It's a Good Thing I Love You

In a quantum leap forward from the lo-fi Little Boat EP, Honeyfeet's long-awaited debut album is a darkly atmospheric work full of textural colour and ambience. It's a Good Thing I Love You draws on the familiar Honeyfeet elements of blues, jazz and folk, anchored around Rioghnach Connolly's captivating jazz blues vocals, all carefully refracted through a production filter of trippy, experimental studio effects. The result is a bewitching soundworld, full of languid beauty and dreamy sensuality.

On 'All I Know', a loping three-note bassline sets the mood before the flute and guitar introduce a catchy minor key hook. Connolly's vocals ruminate, full of bluesy anguish and soulful inflection. The feeling of weary lethargy is heightened with the trip hop tinged echo delays, bassy gurglings and glassy handclaps.

'Shadow' is a ghostly blues number coloured with distorted harmonica and deep glissandos from the horns.
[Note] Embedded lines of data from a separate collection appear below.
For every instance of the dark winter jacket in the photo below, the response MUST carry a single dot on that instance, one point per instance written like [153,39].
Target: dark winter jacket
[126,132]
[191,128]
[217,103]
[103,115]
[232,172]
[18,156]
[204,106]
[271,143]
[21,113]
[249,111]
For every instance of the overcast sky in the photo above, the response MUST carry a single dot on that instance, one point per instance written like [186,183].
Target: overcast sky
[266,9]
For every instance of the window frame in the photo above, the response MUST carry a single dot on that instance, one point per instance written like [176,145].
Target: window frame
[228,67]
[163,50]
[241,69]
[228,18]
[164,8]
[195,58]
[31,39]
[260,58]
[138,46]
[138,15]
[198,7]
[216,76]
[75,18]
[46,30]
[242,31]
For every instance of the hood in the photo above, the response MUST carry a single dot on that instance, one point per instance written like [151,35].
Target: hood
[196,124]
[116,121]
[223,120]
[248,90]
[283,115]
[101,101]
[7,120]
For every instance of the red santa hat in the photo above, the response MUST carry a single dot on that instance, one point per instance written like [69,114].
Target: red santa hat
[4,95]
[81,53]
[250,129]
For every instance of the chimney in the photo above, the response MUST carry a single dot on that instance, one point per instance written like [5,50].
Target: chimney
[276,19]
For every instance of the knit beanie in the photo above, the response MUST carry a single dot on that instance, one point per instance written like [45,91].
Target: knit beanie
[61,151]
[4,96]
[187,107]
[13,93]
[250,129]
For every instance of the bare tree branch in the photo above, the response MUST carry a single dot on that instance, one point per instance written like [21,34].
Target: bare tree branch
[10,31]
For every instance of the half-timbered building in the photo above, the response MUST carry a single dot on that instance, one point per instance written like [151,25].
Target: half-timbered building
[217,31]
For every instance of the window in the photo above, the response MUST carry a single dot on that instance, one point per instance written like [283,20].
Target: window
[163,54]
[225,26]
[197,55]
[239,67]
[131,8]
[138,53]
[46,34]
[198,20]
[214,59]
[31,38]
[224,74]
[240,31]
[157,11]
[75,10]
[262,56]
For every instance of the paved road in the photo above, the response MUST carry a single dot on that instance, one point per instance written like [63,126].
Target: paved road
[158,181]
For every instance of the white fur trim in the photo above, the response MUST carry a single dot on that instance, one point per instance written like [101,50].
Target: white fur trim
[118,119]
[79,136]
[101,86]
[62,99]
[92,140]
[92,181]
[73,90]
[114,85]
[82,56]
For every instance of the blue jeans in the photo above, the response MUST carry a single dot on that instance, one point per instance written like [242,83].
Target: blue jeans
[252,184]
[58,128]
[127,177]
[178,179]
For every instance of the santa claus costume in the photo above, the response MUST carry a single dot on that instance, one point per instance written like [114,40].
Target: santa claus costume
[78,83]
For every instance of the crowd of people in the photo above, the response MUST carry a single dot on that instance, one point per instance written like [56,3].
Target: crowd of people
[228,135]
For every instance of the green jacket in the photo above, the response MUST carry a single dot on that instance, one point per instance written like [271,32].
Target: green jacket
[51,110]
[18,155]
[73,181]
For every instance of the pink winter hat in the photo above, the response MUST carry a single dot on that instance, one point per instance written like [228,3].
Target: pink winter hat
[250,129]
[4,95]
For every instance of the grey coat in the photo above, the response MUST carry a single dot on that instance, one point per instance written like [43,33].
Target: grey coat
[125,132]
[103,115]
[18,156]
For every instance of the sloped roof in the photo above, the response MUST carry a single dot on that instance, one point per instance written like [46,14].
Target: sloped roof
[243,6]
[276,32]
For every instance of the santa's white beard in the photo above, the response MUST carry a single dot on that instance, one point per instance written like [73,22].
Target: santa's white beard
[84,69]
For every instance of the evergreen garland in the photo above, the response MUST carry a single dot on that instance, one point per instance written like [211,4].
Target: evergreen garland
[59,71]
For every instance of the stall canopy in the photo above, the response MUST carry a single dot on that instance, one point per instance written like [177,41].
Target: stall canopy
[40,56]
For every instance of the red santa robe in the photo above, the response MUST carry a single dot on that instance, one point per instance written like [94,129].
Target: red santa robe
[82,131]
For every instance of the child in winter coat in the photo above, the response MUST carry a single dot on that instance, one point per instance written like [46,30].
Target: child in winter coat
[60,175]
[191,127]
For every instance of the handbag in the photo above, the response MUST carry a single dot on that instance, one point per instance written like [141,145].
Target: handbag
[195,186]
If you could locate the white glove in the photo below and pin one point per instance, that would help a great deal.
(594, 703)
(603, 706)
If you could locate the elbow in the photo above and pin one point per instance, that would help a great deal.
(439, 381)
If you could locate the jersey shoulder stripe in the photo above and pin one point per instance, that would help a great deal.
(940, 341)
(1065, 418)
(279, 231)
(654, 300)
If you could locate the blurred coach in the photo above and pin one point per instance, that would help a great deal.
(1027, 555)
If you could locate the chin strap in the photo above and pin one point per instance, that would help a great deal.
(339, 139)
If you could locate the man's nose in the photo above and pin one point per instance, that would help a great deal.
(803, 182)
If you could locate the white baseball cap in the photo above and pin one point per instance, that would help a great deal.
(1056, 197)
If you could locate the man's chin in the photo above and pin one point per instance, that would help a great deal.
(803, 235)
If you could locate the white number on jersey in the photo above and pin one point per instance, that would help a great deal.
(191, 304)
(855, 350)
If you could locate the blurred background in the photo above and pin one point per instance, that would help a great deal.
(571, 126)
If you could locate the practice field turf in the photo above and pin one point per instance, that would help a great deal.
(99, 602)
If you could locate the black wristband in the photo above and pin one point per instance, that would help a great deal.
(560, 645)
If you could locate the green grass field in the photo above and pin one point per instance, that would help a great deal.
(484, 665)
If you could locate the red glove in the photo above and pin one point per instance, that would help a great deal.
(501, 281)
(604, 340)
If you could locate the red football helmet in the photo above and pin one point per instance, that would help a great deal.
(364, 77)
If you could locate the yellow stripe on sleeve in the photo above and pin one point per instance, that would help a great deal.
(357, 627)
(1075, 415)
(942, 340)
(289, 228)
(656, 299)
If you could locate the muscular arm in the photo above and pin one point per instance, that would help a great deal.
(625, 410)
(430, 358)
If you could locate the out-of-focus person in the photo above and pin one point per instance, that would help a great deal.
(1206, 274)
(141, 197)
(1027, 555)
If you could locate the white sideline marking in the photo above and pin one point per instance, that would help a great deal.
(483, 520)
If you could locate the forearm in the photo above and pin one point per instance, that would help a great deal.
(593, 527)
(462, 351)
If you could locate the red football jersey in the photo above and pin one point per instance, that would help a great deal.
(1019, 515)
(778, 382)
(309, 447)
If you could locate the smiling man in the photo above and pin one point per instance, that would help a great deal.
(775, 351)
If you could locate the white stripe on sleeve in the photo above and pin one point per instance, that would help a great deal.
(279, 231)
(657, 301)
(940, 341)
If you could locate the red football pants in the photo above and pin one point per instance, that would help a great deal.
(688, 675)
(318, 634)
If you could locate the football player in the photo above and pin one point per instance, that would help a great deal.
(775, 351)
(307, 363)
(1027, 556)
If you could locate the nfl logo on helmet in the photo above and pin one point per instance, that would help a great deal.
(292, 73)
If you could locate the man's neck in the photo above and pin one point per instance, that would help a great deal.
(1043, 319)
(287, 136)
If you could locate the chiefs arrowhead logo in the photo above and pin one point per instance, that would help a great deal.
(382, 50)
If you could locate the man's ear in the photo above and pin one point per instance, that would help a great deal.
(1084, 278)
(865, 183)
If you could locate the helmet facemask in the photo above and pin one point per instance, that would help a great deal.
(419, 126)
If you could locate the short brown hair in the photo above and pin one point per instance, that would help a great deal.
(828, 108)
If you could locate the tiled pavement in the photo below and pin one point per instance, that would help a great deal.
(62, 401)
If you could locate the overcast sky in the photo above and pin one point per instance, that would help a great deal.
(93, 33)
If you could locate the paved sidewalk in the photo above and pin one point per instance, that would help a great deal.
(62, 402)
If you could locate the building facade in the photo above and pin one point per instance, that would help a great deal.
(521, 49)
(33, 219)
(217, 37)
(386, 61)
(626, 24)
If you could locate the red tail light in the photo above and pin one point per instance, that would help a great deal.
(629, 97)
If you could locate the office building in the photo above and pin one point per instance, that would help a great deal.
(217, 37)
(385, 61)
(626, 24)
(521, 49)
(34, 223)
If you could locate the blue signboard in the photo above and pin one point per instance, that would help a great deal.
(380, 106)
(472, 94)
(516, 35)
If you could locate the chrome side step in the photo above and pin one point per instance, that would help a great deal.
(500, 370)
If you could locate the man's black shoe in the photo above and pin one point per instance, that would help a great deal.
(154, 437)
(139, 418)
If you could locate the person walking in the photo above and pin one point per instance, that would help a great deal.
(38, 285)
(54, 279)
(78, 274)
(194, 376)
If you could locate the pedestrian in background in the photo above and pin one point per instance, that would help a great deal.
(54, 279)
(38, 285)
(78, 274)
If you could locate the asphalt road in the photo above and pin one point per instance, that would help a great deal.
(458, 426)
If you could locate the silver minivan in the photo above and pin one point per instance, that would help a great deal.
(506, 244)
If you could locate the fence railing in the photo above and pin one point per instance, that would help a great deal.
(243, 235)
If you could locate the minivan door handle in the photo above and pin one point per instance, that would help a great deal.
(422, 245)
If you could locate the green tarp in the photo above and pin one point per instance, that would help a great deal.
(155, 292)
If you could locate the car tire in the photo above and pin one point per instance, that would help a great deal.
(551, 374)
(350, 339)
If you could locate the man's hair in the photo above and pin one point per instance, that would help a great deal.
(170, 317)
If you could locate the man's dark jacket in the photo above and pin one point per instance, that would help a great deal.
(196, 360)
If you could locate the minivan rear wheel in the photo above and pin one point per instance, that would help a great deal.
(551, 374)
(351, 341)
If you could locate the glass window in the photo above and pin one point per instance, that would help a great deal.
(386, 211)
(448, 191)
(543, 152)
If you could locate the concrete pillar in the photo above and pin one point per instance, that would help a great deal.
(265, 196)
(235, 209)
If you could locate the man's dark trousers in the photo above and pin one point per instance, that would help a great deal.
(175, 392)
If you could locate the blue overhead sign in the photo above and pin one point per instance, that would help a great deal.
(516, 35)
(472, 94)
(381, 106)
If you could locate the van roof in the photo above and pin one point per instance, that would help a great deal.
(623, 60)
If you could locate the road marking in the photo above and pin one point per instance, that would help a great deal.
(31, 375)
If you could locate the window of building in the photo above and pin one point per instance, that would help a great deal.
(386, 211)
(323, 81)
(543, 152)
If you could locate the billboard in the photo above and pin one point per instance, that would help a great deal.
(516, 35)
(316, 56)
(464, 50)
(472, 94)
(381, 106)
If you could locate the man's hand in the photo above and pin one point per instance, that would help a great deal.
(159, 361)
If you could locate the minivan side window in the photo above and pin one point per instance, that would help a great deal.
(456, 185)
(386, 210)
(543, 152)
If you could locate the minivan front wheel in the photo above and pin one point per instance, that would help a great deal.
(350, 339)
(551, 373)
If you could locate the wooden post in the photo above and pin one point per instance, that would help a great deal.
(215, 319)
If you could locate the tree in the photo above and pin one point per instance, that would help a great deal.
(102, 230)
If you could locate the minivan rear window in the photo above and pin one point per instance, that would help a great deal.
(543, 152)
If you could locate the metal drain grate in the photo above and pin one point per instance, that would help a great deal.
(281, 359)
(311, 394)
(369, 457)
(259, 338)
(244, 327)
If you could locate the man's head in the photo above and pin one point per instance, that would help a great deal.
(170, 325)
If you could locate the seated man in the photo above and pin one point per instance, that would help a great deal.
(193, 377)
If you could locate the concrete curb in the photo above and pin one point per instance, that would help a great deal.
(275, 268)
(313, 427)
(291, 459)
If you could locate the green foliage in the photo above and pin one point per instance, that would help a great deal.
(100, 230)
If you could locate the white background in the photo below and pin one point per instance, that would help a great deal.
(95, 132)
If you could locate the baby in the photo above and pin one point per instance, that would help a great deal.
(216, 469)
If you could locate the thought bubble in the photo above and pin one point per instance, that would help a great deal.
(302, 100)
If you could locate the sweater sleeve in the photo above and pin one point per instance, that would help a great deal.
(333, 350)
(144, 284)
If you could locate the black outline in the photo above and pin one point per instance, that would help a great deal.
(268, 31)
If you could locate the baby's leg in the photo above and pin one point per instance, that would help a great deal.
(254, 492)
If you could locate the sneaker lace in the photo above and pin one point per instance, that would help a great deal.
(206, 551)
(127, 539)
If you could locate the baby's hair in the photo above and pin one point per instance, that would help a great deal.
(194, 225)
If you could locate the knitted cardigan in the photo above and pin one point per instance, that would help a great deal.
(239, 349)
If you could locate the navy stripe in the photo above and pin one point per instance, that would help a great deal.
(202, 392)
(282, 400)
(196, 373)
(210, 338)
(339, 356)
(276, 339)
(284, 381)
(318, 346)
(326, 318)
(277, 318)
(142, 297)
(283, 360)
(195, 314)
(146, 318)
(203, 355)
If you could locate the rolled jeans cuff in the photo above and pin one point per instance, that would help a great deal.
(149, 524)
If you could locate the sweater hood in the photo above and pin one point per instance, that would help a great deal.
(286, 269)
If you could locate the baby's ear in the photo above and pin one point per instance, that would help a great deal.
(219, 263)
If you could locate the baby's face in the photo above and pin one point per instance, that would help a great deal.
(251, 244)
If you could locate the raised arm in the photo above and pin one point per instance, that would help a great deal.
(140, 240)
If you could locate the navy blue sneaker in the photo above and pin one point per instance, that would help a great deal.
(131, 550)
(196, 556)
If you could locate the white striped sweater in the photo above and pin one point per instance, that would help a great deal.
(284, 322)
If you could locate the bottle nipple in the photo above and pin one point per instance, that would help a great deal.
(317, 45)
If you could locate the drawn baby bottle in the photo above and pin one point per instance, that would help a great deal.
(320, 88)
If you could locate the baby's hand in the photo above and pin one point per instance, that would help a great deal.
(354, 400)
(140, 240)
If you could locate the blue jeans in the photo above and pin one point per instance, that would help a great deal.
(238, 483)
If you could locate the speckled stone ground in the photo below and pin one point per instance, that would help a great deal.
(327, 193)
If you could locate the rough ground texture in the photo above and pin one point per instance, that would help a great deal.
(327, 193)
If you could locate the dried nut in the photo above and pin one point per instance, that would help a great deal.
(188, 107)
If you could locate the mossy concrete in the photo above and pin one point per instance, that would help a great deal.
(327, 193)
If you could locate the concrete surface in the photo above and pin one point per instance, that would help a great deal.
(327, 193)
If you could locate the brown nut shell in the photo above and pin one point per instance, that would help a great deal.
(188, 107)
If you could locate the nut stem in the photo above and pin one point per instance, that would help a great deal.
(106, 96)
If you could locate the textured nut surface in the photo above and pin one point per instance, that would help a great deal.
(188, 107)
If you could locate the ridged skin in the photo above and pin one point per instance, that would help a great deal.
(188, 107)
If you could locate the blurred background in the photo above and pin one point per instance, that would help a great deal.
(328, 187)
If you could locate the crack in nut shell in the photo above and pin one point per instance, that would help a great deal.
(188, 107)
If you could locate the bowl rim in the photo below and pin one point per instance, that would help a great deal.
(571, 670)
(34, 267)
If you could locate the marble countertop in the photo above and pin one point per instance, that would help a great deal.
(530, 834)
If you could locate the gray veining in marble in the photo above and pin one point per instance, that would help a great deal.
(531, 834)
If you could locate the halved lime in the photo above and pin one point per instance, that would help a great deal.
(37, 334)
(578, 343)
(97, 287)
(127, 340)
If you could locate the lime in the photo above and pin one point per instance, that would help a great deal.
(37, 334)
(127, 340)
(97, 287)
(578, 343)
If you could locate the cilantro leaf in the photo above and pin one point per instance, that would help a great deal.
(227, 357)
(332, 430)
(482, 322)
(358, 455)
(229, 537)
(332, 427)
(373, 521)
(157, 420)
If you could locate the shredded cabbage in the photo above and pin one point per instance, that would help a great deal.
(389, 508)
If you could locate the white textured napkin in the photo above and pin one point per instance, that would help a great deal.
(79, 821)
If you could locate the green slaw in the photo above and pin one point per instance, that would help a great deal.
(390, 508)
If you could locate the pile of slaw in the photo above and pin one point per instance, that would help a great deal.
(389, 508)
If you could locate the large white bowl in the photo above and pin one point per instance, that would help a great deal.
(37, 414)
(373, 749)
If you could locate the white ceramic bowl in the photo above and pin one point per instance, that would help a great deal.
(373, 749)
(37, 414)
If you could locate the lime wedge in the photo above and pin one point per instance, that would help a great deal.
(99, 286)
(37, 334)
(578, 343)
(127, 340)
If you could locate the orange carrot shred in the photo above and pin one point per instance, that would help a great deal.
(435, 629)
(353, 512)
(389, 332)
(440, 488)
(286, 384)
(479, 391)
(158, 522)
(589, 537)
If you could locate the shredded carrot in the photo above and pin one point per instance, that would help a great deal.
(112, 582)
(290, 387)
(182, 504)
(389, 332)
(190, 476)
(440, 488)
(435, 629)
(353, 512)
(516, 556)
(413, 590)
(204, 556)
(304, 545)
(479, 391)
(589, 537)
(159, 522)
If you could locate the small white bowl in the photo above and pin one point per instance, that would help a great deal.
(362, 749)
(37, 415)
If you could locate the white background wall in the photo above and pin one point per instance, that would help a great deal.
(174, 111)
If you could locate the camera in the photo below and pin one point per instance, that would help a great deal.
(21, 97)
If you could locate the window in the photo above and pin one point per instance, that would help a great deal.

The effect is eerily surreal, like you've entered a strange dream sequence from a David Lynch film. In 'Rolling Around', the band alternates between the breezy harmonica-led theme and a waltzing guitar melody, looping endlessly with a Radiohead-like restlessness. On 'Harlequin', the only instrumental of the album, the band breaks out with a pleasing mix of mournful Ethio jazz modes and Latin rhythm, with open spaces for solos. With its sexy, bluesy swagger, 'Buried My Husband' could be a forgotten soundtrack to a Bond film.

The album closes with something rather special. At almost eight minutes in length, ‘Gather Me’ luxuriates in a deep, downtempo groove of which The Cinematic Orchestra would be proud. Connolly's vocals are exquisitely nuanced, full of soulful fragility and grace. The same falling chord sequence which opens the album then draws things to a close, the band subsiding into an exhausted jazzy dissonance.

For years Honeyfeet were one of those special bands you might come across by chance and rave about for weeks. But on record there just hasn't been anything to really capture their sound until now. With help from the likes of John Ellis and Paddy Steer, one of Manchester's best kept secrets have finally released a record which truly does them justice.